After all the recent talk about debt and deficits with the threat of cuts in Social Security and Medicare plus the possibility of increased taxes, I think I will be trying to save as much money as I can.  I don’t know what the future will hold but it certainly is difficult to be optimistic during these times.  It seems to me like the best thing to do is to hunker down and start hoarding cash.

Sorry economy!

I think I will be trying to get as many miles as I can on my current vehicles.  I will try to maintain them well and repair as much as I can.  When they die, I will even be considering purchasing a used vehicle rather than new since my money could be better spent on food rather than depreciation.

Sorry General Motors!  I hope you don’t need another bail-out because of me.

I am going to analyze my driving habits and not take off too quickly from stop lights.  I will be consolidating my trips as much as possible and stop at the grocery on the way home from work.

Sorry Exxon!  I hope your record profits don’t suffer too much.

Speaking of the grocery, I am going to prepare more meals at home so I don’t have to pay outrageous prices for a soda or tip the waitress or pay extra sales tax for Lucas Oil Stadium.  Paying sales taxes plus tips adds 25% to the cost of everything that I eat out.

Sorry waiters and waitresses!  I know you work a lousy job and are on your feet all day but I really have a hard time paying $2.25 for a Coke.  By the way, sorry Atlanta!  I will be drinking more water.  But I am not all that sorry about not having to pay sales taxes.  I enjoy the Colts, but why should I help support Jim Irsay?  What did he ever do for me?  If he can pay $15 million a year for a quarterback, he can live without my 1% tax on my buffalo wings.

I am going on a stay-cation next week making a day trip, plus hanging out around the house to clean the garage.

Sorry Southwest Airlines and the hospitality industry!  If the darn dollar weren’t so weak maybe your jet fuel costs wouldn’t be so high, and you could offer $29 fares inducing me to be separated from my money.  Alas, it isn’t meant to be.

I will be paying back some of my debt so I can decrease my interest expenses and improve my monthly cash flow.  Once I get one debt paid off, I will pay off another with that money too.

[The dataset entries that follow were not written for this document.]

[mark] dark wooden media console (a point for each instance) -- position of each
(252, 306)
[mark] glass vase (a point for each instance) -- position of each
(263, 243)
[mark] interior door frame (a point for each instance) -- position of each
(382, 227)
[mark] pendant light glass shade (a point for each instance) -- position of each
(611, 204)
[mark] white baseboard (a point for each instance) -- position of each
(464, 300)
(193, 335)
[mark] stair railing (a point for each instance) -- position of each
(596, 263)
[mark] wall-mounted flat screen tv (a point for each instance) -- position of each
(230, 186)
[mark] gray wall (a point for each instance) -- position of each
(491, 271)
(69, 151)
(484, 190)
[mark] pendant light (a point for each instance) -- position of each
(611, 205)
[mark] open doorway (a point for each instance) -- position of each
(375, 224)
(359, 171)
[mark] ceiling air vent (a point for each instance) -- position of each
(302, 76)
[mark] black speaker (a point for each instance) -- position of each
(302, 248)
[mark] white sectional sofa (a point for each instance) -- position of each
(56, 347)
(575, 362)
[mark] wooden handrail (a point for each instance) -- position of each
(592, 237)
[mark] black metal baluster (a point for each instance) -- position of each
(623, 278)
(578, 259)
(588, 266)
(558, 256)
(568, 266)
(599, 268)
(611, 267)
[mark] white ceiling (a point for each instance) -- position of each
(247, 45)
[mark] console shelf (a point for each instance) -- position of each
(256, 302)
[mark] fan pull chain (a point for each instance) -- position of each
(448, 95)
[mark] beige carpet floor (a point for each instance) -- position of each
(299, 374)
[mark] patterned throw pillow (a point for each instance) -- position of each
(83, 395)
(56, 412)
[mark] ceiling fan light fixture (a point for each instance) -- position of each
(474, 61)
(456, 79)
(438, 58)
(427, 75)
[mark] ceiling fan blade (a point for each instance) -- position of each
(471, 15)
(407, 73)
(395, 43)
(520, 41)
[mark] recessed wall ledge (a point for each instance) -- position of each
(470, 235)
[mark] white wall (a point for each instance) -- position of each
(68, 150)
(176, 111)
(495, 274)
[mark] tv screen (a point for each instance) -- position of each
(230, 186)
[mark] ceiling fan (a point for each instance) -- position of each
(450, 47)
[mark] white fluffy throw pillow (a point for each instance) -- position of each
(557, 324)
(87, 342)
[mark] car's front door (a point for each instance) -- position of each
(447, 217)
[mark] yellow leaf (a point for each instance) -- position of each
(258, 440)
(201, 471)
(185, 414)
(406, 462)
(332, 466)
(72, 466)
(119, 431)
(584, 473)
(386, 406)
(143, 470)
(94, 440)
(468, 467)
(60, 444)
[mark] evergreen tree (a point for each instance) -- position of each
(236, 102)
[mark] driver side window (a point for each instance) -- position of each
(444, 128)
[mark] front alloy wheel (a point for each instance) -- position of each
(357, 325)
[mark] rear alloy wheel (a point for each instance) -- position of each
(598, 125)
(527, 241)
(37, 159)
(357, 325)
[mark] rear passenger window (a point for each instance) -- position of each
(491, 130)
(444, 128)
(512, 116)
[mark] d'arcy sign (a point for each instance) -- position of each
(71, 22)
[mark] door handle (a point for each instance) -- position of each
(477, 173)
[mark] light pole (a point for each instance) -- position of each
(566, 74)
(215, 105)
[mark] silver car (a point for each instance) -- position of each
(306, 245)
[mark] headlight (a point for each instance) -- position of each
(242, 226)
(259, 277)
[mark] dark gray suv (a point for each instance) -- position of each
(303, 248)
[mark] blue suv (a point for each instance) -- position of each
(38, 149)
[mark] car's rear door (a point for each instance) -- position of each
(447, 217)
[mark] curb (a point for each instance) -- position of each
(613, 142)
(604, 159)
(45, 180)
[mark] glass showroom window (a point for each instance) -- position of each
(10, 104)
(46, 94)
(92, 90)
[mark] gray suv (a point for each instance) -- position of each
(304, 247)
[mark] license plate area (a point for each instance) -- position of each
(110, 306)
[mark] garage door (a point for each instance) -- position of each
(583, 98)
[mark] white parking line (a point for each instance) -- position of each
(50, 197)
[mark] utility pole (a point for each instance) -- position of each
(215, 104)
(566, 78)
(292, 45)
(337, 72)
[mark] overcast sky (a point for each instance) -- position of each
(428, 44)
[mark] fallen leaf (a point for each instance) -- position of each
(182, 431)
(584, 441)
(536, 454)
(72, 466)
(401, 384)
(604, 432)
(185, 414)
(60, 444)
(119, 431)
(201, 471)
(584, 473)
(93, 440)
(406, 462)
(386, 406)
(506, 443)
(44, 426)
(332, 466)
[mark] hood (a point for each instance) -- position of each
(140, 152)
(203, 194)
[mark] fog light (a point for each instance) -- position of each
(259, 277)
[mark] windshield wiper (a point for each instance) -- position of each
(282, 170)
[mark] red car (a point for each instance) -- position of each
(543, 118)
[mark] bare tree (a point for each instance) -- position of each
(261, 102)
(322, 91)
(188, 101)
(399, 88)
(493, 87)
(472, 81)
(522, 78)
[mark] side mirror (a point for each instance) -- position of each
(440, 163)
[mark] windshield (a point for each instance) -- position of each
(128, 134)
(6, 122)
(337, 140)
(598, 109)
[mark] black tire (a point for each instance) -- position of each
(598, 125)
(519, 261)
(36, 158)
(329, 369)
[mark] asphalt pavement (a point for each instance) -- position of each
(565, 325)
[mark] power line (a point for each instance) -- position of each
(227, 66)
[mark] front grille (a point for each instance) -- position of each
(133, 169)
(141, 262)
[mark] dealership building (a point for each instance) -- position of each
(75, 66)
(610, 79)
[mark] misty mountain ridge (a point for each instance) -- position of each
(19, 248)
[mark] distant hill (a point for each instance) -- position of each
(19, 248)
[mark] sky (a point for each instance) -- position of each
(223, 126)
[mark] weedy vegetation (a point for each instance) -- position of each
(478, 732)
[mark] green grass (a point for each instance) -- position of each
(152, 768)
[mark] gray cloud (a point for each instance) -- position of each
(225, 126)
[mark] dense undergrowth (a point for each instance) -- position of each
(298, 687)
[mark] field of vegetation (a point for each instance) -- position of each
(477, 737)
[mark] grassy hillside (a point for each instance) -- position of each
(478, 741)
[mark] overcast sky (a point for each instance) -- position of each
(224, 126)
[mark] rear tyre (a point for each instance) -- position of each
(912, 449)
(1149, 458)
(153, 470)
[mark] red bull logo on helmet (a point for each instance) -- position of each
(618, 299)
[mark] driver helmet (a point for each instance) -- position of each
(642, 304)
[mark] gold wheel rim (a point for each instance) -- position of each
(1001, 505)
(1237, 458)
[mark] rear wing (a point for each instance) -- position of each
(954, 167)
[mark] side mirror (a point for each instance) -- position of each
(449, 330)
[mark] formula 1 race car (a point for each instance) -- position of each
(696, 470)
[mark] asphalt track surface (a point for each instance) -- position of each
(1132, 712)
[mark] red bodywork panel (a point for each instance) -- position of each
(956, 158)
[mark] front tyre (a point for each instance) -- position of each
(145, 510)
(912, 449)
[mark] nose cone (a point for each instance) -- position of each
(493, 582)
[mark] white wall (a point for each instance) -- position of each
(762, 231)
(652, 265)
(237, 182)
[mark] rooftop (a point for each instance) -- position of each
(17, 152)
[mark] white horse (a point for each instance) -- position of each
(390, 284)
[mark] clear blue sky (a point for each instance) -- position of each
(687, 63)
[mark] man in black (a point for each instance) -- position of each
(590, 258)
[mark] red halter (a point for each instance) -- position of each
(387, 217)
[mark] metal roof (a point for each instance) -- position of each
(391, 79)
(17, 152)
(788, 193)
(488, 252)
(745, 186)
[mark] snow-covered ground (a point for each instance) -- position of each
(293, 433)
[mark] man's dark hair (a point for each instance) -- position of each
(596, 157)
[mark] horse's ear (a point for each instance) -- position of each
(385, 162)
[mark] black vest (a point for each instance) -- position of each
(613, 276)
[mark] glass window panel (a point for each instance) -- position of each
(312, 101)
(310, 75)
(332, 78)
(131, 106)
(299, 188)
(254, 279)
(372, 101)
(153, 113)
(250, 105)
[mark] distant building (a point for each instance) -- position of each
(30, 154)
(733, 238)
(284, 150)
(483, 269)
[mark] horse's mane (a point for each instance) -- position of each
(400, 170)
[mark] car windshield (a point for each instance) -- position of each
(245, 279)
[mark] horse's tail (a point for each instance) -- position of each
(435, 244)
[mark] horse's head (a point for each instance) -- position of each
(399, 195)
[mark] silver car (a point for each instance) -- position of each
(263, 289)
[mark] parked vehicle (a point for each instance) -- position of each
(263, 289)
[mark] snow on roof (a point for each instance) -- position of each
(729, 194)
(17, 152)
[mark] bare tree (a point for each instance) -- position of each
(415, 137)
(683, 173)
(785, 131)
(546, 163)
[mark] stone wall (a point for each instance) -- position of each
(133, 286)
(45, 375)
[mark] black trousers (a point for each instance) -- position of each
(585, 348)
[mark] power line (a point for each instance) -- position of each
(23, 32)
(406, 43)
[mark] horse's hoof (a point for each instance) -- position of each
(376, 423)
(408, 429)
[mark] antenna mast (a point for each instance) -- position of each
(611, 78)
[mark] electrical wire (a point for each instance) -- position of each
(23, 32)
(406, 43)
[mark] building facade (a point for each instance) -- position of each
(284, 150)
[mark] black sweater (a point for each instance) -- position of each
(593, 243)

Sorry United States Treasury!  You can’t tax me on the money I will be saving on interest costs.  No capital gains taxes on debt repayment!  HA!

As for the banks?  Your profits are going down.  I am sick of paying you interest each month so you can screw me on fees whenever you please.  I might even check out peer-to-peer lending and pay an individual some decent interest since you screw savers, too.  I am not apologizing to you!  Bank of America, you can kiss my………credit card good-bye.

Yep!  Over the next year my personal contribution to GDP will be going down by 12%.  I am going to devise a plan and stick to it such that I can decrease my expenses by 1% each month on average.  I will build an emergency fund so that I can pay cash those major repairs that occur at the worst possible time.

Sorry Dave Ramsey!  I can get my info free off the internet.

Finally, I would like to apologize the US Congress and the President of the United States.  I won’t be creating any jobs over the next year, so you might have to do it for me.  Good luck!